The first draft of the human genome was published in late 2000 and then the final draft was published in 2003. It was dicovered the human genome had between 25000 and 30000 genes which was much less than anyone had predicted since even simpler organisms like the rice plant has about 30000 genes (but a smaller genome). Finally, take a look at the table of species that have been sequenced and look at how huge the genome of the single-celled Amoeba is!!! (here)

A good resource, some slides, although slightly innacurate, can be seen here.

Monday 15 December 2008

Primer 1 - Cell Biology and Macromolecules

So, from memory (mostly), these are the things you need to know:

Macromolecule - a whole load of the same type of molecule (a micro molecule) joined up together to form one huge molecule - lots of things in biology are this way.

Cells - The basic building-block of an organism (a living creature). Your body contains between 50 and 100 Trillion cells (src). Some organisms are a single cell - like bacteria and the amoeba. Cells start off from unspecialised cells called "stem" cells and then they differentiate into specialised cells that have a specific function like White Blood Cells or Liver cells or whatever.

Proteins - The basic building block of cells and most of what is inside your body. Proteins are long chains of a small molecules called Amino Acids all connected up. Proteins can be globular - they curl up into a ball-like lump - or they can be structural - they have an organised shape which is essential to their joint function. Most proteins are enzymes and quite a number of them only function in pairs (dimer), triplets (trimer) or quadruplets (quatromer).

Enzymes - Proteins that have a special function: to reduce the energy required for a reaction to occur. They have an active site, which is like a gap on their surface, which docks onto a target that more or less fits its shape. When on the target they reduce the strength of a bond and then some other molecule, usually water, shoots in and breaks the bond. Now the target molecule is in two halves. The breaking molecule hit the target by chance alone - there was nothing, no special force, to draw it in to carry out the reaction. Enzymes are pH and heat sensitive.

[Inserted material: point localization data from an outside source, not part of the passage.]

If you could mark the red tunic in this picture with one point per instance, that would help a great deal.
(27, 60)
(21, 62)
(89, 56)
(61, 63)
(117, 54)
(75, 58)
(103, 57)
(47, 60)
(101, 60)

Amino Acids - AAs are a special molecule which are the building blocks of proteins. There are 20 different types of Amino Acids - you MUST learn how to draw the basic structure of an amino acid to be a biologist or a bioinformatician and it is highly recommended you learn them all off by heart - I'll help you do this in a later post. Amino Acids are called 'acids' due to their hydroxylic chemical group - CO2H. But they are really amphipathic - they have both an acidic group (polar) and a basic (alkali - non-polar) group - NH2. In the presence of a particular enzyme the basic group hooks up to the acidic group to form a peptide bond (CO-NH) in a condensation reaction (H2O is released). Lots of these reactions form a chain - protein.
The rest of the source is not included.